L’arte di essere felici recensione film di Stefan Liberski con Benoît Poelvoorde, Camille Cottin e François Damiens [RoFF19]
Alla 19° edizione della Festa del Cinema di Roma è stato presentato in concorso L’arte di essere felici, il nuovo film di Stefan Liberski, che segna il suo ritorno dopo dieci anni di assenza dalla regia cinematografica.
Il film segue le bizzarre vicende di Jean-Yves Machond (Benoît Poelvoorde), un artista concettuale che da tempo ha perso il suo spazio e la sua rilevanza nel settore.

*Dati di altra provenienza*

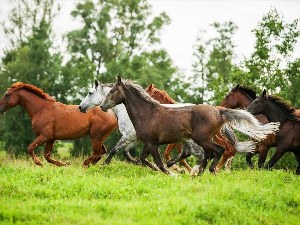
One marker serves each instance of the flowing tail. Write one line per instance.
(246, 123)
(241, 147)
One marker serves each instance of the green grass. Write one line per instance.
(122, 193)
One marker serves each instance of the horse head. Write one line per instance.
(115, 96)
(9, 100)
(259, 105)
(238, 97)
(94, 98)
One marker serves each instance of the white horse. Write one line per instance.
(129, 139)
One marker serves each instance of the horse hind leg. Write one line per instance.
(167, 156)
(128, 143)
(145, 152)
(218, 151)
(48, 149)
(37, 142)
(128, 156)
(157, 159)
(297, 155)
(98, 150)
(184, 154)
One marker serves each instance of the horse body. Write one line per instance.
(200, 122)
(288, 136)
(52, 121)
(241, 97)
(231, 146)
(129, 138)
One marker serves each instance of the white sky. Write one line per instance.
(187, 18)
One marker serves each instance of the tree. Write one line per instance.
(271, 60)
(213, 68)
(117, 37)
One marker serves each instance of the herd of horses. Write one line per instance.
(151, 117)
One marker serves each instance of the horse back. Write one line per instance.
(60, 121)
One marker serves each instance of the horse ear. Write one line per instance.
(96, 83)
(264, 94)
(119, 80)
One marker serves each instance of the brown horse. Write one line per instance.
(288, 137)
(241, 97)
(156, 124)
(164, 98)
(52, 121)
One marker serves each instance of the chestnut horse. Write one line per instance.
(52, 121)
(230, 150)
(241, 97)
(288, 137)
(156, 124)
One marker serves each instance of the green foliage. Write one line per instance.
(73, 195)
(116, 38)
(213, 68)
(272, 57)
(29, 60)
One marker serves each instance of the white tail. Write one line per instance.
(246, 123)
(241, 147)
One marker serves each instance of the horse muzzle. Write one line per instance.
(82, 109)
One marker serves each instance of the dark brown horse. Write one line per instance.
(52, 121)
(163, 97)
(241, 97)
(156, 124)
(288, 137)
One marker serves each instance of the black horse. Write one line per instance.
(288, 137)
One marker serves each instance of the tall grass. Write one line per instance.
(122, 193)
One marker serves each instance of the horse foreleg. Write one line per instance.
(218, 150)
(277, 155)
(128, 155)
(184, 154)
(221, 163)
(98, 150)
(263, 152)
(167, 156)
(145, 152)
(297, 155)
(157, 159)
(37, 142)
(128, 143)
(48, 149)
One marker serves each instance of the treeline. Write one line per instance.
(119, 37)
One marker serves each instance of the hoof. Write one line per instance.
(170, 163)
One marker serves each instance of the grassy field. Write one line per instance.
(126, 194)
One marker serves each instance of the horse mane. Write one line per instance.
(163, 95)
(247, 91)
(138, 90)
(289, 110)
(33, 89)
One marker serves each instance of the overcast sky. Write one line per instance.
(187, 18)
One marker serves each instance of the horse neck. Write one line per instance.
(137, 107)
(32, 103)
(118, 109)
(244, 101)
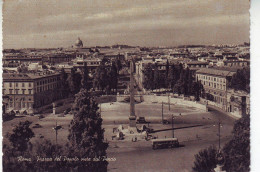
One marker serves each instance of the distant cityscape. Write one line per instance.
(30, 74)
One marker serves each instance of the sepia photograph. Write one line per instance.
(126, 86)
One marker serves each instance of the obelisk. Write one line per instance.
(132, 117)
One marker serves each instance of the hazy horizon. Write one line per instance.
(52, 23)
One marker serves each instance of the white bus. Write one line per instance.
(165, 143)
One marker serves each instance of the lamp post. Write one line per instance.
(172, 127)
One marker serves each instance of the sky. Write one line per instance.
(56, 23)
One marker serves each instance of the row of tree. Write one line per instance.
(106, 76)
(85, 145)
(174, 77)
(241, 80)
(236, 152)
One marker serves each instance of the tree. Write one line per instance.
(113, 77)
(71, 81)
(156, 78)
(166, 78)
(64, 83)
(197, 90)
(205, 160)
(237, 150)
(118, 64)
(21, 136)
(86, 135)
(85, 78)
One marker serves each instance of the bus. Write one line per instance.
(165, 143)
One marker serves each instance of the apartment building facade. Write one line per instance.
(27, 92)
(215, 84)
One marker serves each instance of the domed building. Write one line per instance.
(78, 43)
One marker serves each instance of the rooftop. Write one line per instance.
(216, 72)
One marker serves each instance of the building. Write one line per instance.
(215, 83)
(28, 92)
(15, 59)
(55, 58)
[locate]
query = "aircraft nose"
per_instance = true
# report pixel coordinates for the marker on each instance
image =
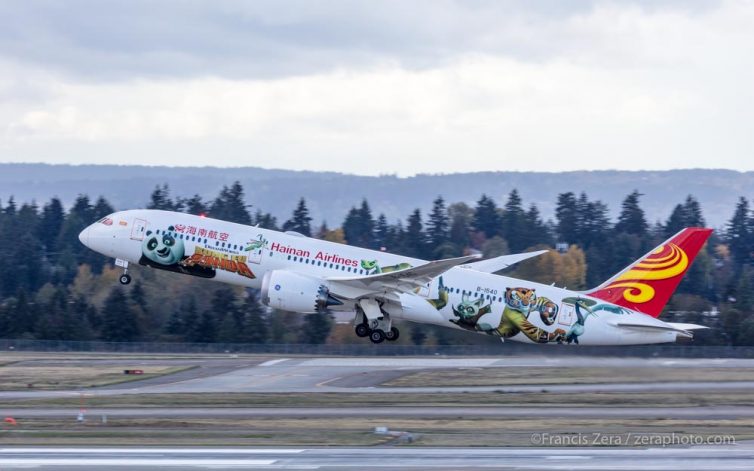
(84, 236)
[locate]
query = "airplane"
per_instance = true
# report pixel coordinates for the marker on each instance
(301, 274)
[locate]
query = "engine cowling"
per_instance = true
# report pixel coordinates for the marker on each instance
(290, 291)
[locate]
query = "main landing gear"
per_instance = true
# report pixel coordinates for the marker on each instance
(378, 329)
(125, 278)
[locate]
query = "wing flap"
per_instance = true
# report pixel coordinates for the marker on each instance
(404, 281)
(496, 264)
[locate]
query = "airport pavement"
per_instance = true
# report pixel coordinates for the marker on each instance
(364, 375)
(734, 457)
(708, 413)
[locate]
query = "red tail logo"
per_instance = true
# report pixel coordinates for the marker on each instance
(647, 285)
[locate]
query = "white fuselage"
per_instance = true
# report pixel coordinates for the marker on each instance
(242, 255)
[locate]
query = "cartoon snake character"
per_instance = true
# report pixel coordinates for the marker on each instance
(373, 268)
(255, 244)
(519, 303)
(442, 296)
(469, 312)
(577, 329)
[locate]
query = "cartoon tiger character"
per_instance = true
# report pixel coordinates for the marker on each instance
(519, 302)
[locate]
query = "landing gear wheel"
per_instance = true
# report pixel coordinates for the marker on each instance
(392, 334)
(377, 336)
(362, 330)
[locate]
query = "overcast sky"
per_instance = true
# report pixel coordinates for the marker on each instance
(372, 87)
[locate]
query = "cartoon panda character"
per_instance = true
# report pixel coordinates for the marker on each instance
(164, 250)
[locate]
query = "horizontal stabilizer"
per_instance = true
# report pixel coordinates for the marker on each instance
(496, 264)
(664, 326)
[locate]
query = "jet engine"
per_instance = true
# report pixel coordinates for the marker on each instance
(289, 291)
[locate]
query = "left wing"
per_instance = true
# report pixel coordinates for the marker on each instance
(492, 265)
(390, 284)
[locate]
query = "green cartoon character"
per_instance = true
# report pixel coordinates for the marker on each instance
(469, 311)
(591, 307)
(442, 296)
(256, 244)
(373, 268)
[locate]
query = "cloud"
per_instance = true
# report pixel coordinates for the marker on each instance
(375, 87)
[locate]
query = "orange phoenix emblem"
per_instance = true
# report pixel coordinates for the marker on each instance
(647, 285)
(667, 261)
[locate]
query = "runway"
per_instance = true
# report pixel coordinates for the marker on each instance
(364, 375)
(503, 412)
(736, 457)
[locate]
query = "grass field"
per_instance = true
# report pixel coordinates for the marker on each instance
(356, 431)
(29, 376)
(230, 400)
(344, 431)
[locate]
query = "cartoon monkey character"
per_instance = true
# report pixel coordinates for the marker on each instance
(519, 302)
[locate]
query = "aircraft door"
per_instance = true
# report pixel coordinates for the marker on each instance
(138, 229)
(567, 314)
(255, 256)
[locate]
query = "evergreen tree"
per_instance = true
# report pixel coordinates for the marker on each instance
(50, 224)
(301, 221)
(194, 205)
(101, 209)
(534, 231)
(358, 226)
(486, 217)
(688, 214)
(415, 240)
(119, 323)
(740, 233)
(382, 233)
(461, 217)
(514, 222)
(255, 329)
(438, 225)
(265, 220)
(230, 206)
(160, 198)
(631, 219)
(568, 218)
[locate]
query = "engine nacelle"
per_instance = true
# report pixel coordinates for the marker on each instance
(290, 291)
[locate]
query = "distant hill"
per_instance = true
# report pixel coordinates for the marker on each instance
(330, 195)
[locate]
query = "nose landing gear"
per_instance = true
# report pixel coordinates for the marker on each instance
(377, 329)
(125, 278)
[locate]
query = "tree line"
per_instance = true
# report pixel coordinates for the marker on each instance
(52, 287)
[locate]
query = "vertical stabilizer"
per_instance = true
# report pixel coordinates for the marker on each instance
(648, 283)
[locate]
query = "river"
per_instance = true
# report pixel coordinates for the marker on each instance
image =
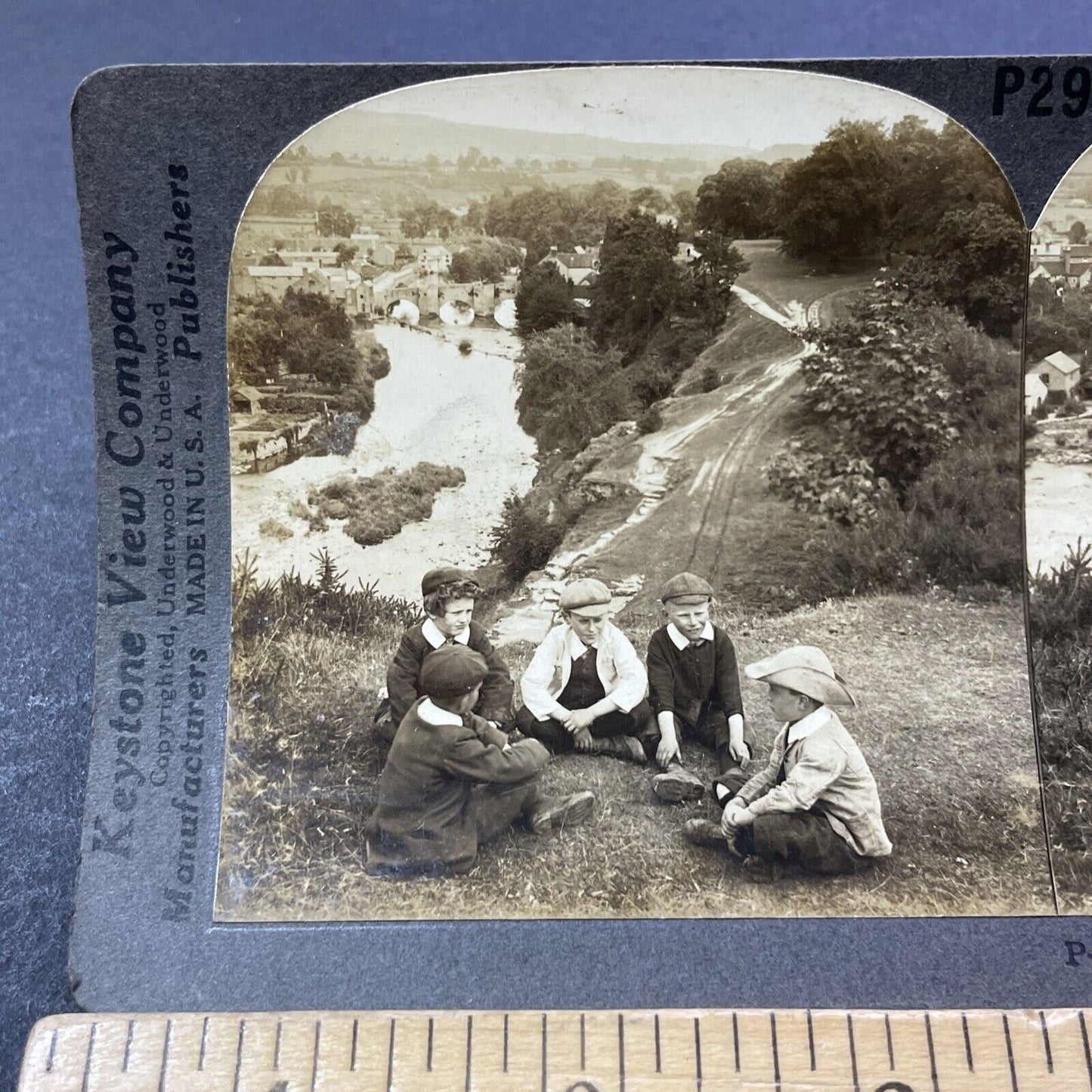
(1058, 505)
(436, 405)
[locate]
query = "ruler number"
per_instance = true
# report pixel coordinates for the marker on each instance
(1013, 85)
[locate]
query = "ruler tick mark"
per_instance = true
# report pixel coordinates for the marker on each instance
(390, 1058)
(933, 1056)
(86, 1060)
(204, 1041)
(621, 1054)
(129, 1047)
(773, 1044)
(314, 1056)
(238, 1055)
(1084, 1040)
(697, 1050)
(470, 1038)
(853, 1052)
(1008, 1047)
(166, 1056)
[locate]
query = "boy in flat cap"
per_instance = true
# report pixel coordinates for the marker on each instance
(448, 596)
(453, 782)
(816, 806)
(694, 689)
(584, 688)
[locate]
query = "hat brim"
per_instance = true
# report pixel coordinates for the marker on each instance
(806, 680)
(590, 611)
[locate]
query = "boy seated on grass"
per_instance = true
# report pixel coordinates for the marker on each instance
(815, 807)
(448, 596)
(453, 782)
(694, 689)
(584, 688)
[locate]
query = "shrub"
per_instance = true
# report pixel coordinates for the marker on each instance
(527, 535)
(651, 421)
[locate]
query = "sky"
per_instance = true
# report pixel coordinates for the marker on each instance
(748, 107)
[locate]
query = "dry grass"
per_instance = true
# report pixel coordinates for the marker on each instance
(944, 721)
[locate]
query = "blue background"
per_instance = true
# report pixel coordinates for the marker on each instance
(46, 446)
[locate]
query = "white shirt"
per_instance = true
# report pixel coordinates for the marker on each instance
(432, 633)
(435, 716)
(680, 642)
(806, 725)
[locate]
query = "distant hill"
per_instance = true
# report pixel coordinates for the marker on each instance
(414, 137)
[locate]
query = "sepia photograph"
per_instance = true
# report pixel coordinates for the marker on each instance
(626, 509)
(1058, 512)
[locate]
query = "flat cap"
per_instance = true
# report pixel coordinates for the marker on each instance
(582, 594)
(437, 578)
(686, 588)
(452, 670)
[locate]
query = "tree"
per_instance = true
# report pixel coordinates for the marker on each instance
(639, 283)
(543, 299)
(569, 390)
(711, 275)
(832, 206)
(738, 201)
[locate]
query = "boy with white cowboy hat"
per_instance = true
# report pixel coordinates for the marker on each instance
(452, 781)
(584, 687)
(816, 805)
(694, 689)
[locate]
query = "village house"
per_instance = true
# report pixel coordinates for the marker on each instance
(434, 260)
(1060, 375)
(579, 267)
(1035, 392)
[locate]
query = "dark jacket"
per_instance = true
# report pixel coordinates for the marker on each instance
(692, 682)
(422, 817)
(403, 675)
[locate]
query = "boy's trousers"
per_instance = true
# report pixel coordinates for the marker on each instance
(802, 839)
(639, 722)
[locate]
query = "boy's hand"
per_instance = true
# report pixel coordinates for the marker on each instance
(582, 739)
(580, 719)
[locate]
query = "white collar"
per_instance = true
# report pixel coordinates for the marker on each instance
(435, 716)
(432, 633)
(680, 642)
(576, 648)
(806, 725)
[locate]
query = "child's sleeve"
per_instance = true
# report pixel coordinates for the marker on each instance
(497, 690)
(728, 677)
(660, 676)
(816, 769)
(633, 677)
(468, 758)
(402, 677)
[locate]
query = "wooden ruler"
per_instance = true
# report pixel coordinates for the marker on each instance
(698, 1050)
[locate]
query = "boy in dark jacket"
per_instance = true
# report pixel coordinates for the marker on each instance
(694, 688)
(449, 596)
(453, 782)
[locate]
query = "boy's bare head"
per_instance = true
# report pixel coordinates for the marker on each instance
(790, 706)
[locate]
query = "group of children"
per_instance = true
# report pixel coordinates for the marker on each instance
(458, 773)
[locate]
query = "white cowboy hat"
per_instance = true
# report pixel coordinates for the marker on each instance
(805, 670)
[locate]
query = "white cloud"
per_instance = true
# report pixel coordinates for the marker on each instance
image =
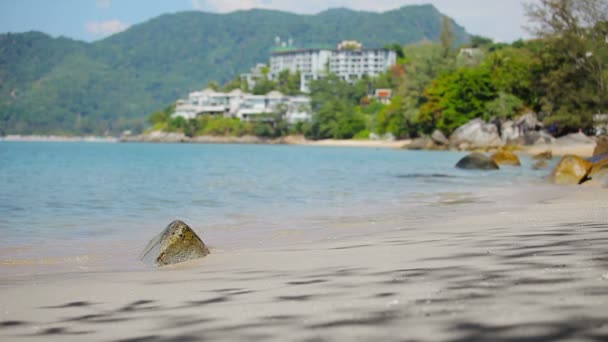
(197, 5)
(500, 20)
(103, 3)
(105, 28)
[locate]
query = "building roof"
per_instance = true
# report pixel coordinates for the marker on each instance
(275, 94)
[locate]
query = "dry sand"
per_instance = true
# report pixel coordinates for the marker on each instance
(507, 272)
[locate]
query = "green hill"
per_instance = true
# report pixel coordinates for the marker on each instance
(62, 86)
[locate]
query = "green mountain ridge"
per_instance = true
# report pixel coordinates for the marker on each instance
(63, 86)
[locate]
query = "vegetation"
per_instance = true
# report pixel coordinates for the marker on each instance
(63, 86)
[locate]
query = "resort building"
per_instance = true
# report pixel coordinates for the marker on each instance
(245, 106)
(255, 74)
(350, 61)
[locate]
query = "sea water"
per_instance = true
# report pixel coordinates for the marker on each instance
(79, 193)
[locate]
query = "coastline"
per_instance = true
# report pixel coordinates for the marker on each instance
(534, 269)
(581, 149)
(59, 138)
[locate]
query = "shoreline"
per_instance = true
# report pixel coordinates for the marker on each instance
(582, 149)
(509, 271)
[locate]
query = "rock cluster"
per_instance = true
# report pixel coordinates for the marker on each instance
(573, 170)
(477, 161)
(506, 158)
(176, 243)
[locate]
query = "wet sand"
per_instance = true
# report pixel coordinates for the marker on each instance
(500, 273)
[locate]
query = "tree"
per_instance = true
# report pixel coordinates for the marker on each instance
(574, 59)
(456, 98)
(446, 36)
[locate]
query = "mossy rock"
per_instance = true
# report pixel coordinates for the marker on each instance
(547, 155)
(601, 146)
(599, 162)
(571, 170)
(477, 161)
(540, 164)
(176, 243)
(506, 158)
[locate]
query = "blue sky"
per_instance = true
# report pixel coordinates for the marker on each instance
(90, 20)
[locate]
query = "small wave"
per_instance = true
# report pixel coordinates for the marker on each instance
(426, 175)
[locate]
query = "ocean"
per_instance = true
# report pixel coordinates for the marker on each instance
(64, 196)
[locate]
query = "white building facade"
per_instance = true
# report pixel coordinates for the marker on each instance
(245, 106)
(349, 61)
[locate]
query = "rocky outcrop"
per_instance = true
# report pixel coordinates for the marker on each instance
(537, 138)
(477, 161)
(574, 139)
(547, 155)
(601, 145)
(600, 178)
(571, 170)
(176, 243)
(599, 162)
(506, 158)
(475, 134)
(439, 138)
(424, 143)
(540, 164)
(510, 133)
(528, 122)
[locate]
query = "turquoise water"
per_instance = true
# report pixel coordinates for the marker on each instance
(83, 192)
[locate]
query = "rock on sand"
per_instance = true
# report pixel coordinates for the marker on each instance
(477, 161)
(571, 170)
(176, 243)
(506, 158)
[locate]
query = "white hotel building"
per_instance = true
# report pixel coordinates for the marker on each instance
(349, 61)
(245, 106)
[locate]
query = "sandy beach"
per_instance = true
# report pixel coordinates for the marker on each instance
(531, 269)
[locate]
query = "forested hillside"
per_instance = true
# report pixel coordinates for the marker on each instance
(61, 86)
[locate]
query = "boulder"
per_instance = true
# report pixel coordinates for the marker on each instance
(510, 133)
(439, 138)
(506, 158)
(571, 170)
(574, 139)
(477, 161)
(547, 155)
(601, 145)
(176, 243)
(600, 178)
(528, 122)
(476, 134)
(422, 143)
(599, 162)
(537, 138)
(541, 164)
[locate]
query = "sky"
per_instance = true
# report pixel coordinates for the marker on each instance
(89, 20)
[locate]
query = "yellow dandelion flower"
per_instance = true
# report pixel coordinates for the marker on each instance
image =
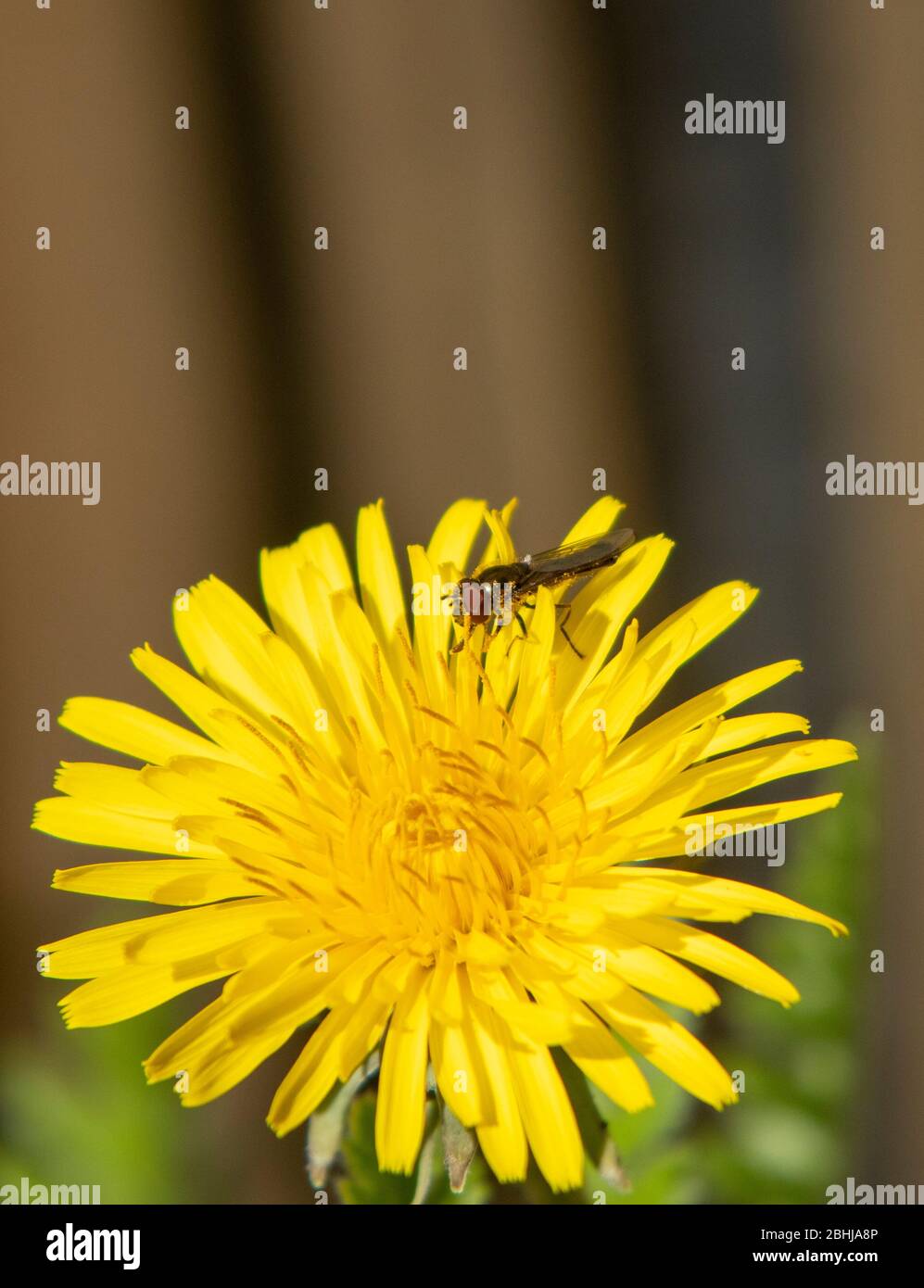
(449, 855)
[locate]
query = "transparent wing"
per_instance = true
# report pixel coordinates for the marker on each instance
(577, 558)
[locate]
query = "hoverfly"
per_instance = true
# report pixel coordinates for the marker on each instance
(492, 597)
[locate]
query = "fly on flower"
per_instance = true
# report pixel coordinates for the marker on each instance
(494, 595)
(312, 868)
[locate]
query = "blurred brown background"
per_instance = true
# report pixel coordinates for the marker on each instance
(343, 359)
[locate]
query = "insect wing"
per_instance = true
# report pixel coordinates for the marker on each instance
(577, 558)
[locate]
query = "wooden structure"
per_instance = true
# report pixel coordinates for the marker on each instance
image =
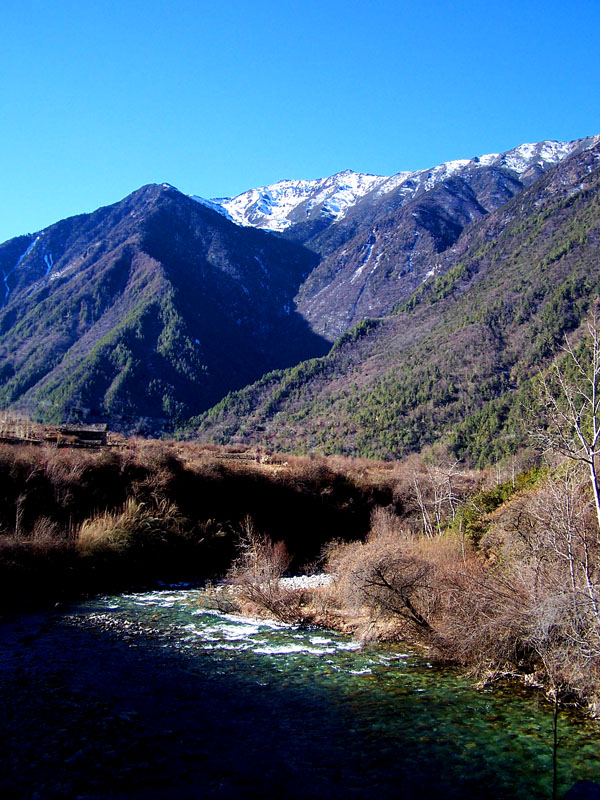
(18, 430)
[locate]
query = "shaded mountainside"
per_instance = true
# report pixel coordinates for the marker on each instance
(455, 361)
(387, 244)
(146, 312)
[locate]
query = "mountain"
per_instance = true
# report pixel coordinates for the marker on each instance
(149, 312)
(455, 360)
(280, 205)
(146, 312)
(378, 238)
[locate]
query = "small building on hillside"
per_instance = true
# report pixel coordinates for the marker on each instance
(91, 435)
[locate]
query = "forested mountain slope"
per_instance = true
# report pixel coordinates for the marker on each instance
(146, 312)
(451, 362)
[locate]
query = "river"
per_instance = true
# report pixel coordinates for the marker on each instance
(169, 699)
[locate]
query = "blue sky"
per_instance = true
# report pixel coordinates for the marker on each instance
(99, 98)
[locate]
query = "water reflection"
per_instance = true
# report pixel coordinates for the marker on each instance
(373, 722)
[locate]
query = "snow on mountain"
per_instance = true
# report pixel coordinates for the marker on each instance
(277, 206)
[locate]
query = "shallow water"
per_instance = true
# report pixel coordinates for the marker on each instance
(379, 721)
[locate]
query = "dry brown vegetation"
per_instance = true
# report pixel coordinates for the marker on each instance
(74, 521)
(518, 598)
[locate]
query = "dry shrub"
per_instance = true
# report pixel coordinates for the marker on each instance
(135, 528)
(395, 582)
(256, 576)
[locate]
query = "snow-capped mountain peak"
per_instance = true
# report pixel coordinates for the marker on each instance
(279, 205)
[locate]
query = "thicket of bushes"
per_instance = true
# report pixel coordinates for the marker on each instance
(74, 522)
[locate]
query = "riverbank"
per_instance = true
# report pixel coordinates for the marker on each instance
(147, 697)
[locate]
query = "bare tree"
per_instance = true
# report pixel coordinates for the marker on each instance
(573, 408)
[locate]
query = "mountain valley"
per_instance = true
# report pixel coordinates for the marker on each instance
(443, 292)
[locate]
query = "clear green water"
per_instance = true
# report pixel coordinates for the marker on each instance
(385, 717)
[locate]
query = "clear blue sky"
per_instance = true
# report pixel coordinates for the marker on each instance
(98, 98)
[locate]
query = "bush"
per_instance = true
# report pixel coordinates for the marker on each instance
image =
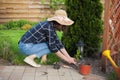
(87, 26)
(16, 25)
(5, 48)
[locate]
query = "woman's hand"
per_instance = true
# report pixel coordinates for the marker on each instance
(72, 60)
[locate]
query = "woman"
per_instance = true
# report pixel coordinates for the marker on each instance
(42, 39)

Lo incontriamo mentre, per non farsi trovare impreparato nel caso qualcuno si ricordi della sua esistenza, intervista se stesso all’interno di una casa vuota, tanto spoglia quanto l’opera che lo ha consacrato anni prima: un ambiente espositivo spogliato di tutto tranne che delle pareti (forse a richiamare un altro Yves dell’arte, Klein).
Machond si sta trasferendo sulla riviera normanna, a Étretat, una piccola cittadina su una scogliera. Casa d’artista, auto d’artista, armadio d’artista, portamento d’artista. Lui incarna l’archetipo del virtuoso poliedrico, capace di tutto ma senza eccellere in nulla, nascondendosi dietro i propri contorti concetti e l’indubbio patrimonio intellettuale da lui accumulato negli anni.
Tuttavia, il personaggio interpretato da Poelvoorde è alla fine succube di tutto e di tutti: della gallerista, languida e (volutamente?) crudele, del marito di lei, rude e corpulento del quale è costantemente spaventato come se fosse un ragazzino che cerca di non istigare il bullo della zona e della sua stessa arte. Saranno le persone che incontra in questo nuovo luogo a farlo scendere dal piedistallo della sua grandezza concettuale, restituendogli al contempo la sicurezza necessaria per affrontare le sue paure.
La regia delicata e solare di Liberski, che mai si lancia oltre la congruenza visivo-stilistica alla base dell’intera pellicola, non lascia spazio al dubbio e contribuisce a dare un po’ di colore a questo paesino iperbolico, da dipinto, dove sembra che tutti siano artisti, forse approdati in quel luogo sulle tracce di Monet, Courbert, Boudin o degli innumerevoli altri artisti che di quelle scogliere si sono perdutamente innamorati.